Feature Stores Emerging as Must-Have Tech for Machine Learning
Machine learning may be eating software, but it looks as though feature stores may be eating machine learning. In the rush to develop and roll machine learning applications into production, organizations are finding feature stores to be the missing link between dreaming about suceeding with machine learning at scale and actually achieving it.
The feature store is a critical piece of data engineering middleware that links the past (i.e. training machine learning models on historical data) with the current (i.e. running inference on real data in the present). Feature stores typically hold the code that describes the feature, as well as the actual feature values. Put another way, it’s where data science models and real-world data actually meet.
Feature stores are where the all-important features of the machine learning model–or the input signals that data scientists spent hours identifying and meticulously honing for their various recommenders, fraud detection, or personalization systems–are housed before they are compared to the fresh, incoming data during inference. It combines elements of various disciplines (including data science and data engineering) and typically involves deployment of several pieces of technology, such as ETL pipelines, key-value stores, and MLOps control planes.
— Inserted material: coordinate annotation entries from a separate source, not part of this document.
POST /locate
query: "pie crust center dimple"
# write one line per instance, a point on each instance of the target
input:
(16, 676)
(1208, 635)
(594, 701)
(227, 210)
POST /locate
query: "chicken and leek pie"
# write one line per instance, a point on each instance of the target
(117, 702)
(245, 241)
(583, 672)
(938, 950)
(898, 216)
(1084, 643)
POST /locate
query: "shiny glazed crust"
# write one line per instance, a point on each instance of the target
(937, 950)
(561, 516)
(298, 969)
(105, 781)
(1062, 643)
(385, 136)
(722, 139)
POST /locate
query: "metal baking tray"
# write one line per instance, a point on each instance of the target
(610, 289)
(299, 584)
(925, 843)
As the number of features in the machine learning model goes up, so do does the complexity in managing the overall feature store pipeline. Many companies are finding the complexity too great to handle with homegrown systems, which is driving a mini-boom in shrink-wrapped feature store solutions. Those are being developed almost entirely by cloud startups, although the cloud bigwigs are getting into the act, too.
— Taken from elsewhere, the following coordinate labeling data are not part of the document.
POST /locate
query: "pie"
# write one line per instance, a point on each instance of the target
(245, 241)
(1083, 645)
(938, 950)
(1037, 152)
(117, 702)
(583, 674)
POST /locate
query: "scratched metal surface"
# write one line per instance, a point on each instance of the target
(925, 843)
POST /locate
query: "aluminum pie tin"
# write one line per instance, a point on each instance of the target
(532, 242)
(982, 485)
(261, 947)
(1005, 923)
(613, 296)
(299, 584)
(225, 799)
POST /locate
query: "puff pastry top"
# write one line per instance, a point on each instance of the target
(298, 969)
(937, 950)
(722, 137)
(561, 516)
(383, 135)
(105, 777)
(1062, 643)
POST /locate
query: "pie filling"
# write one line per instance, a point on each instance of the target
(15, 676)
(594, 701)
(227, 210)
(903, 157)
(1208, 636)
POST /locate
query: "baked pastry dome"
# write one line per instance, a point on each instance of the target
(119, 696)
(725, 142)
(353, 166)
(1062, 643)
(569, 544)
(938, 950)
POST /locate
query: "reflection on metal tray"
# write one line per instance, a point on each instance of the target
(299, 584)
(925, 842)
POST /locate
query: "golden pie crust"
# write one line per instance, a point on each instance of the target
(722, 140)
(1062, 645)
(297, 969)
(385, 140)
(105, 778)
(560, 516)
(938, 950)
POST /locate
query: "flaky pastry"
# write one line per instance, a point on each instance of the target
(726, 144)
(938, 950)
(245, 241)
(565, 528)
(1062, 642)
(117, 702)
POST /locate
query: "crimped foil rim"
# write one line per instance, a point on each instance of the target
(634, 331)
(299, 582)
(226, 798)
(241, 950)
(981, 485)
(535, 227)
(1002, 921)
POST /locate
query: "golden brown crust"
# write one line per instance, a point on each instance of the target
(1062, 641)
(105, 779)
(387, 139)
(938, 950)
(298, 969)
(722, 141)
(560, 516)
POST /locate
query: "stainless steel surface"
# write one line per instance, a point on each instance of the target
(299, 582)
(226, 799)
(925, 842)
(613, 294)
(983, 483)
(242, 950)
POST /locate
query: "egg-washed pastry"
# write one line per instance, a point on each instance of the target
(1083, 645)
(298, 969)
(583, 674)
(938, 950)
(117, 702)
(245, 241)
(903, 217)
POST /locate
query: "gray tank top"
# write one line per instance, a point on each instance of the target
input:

One of those feature store startups is Tecton, which was founded by the folks who developed Uber’s feature store, which was one component of its Michelangelo machine learning system. Earlier this year, the company’s co-founder and CEO, Mike Del Balso, predicted to Datanami that 2021 would “be the year of the feature store.” So far, it appears that he’s right.
Feature store vendors like Tecton will be participating in next week’s inaugural Feature Store Summit. The two-day event, slated for October 12 and 13, is being hosted by Hopsworks, a feature store vendor that develops “the industry leading feature store.” Hopsworks’ offering, like many in the emerging space, is open source.
Feature Store Summit will feature talks by some of the industry’s top feature store developers. For instance, Spotify engineers will talk about the feature store they developed for their music streaming service. Salesforce engineers will also talk about how they created a feature store for their Salesforce ML platform. Other talks will be given by engineers from Twitter, Iguazio, Amazon, Databricks, Kaskada, Redis, and Microsoft.
Amazon subsidiary Amazon Web Services got into the feature store business in late 2020 as a complement to SageMaker. As an end-to-end machine learning environment, Amazon SageMaker has proven to be extremely popular, and is used by a large number of data scientists for building and deploying machine learning models.
One of the companies hoping to parlay SageMaker’s popularity with data scientists into sales for its machine learning feature store is Cloudian. While the company ostensibly is a developer of an extremely scalable object storage system used to store petabytes of unstructured data, its adherence to Amazon’s S3 storage protocol is providing entry into the world of feature stores, explains Gary Ogasawara, Cloudian’s chief technology officer.
“We keep a close eye on AWS and where they’re getting a lot of interest in and business, and how that can apply to us, and where we want to apply our software across the edge, the data center, and cloud,” Ogasawara tells Datanami.
The company is currently conducting beta tests for its new Streaming Feature Store, which combines Apache Flink for streaming data ingest and the Redis key-value store for high-speed data lookups. Through its support for the S3 API, its hoping to attract SageMaker Feature Store customers who want a more responsive experience, on-prem experience than what AWS can offer.
“If they want to use AWS SageMaker [Feature Store] they have to go all the way up to the cloud and back, Ogasawara says. “If you have something on premises, it can be much quicker and cheaper.”
Cloudian clearly senses an opportunity to sell feature stores to its 700-odd clients. In the current feature store boom, there are many open source offerings being created, but they lack a common standard. Cloudian is throwing in its lot in with AWS and betting that S3 will become that standard.
“We haven’t seen that consolidation in the market or in the API around that,” says Ogasawara, who wrote a recent blog post on the company’s Streaming Feature Store. “Now for us, we feel we feel strongly that AWS SageMaker Feature Store API is the way to go. There is a built-in customer base that have been using the API ,vetting it, using it under stress. And then as that API develops, we could continue to develop along with it and build more and more features.”
Editor’s note: Tecton will not be presenting at the upcoming Feature Store Summit.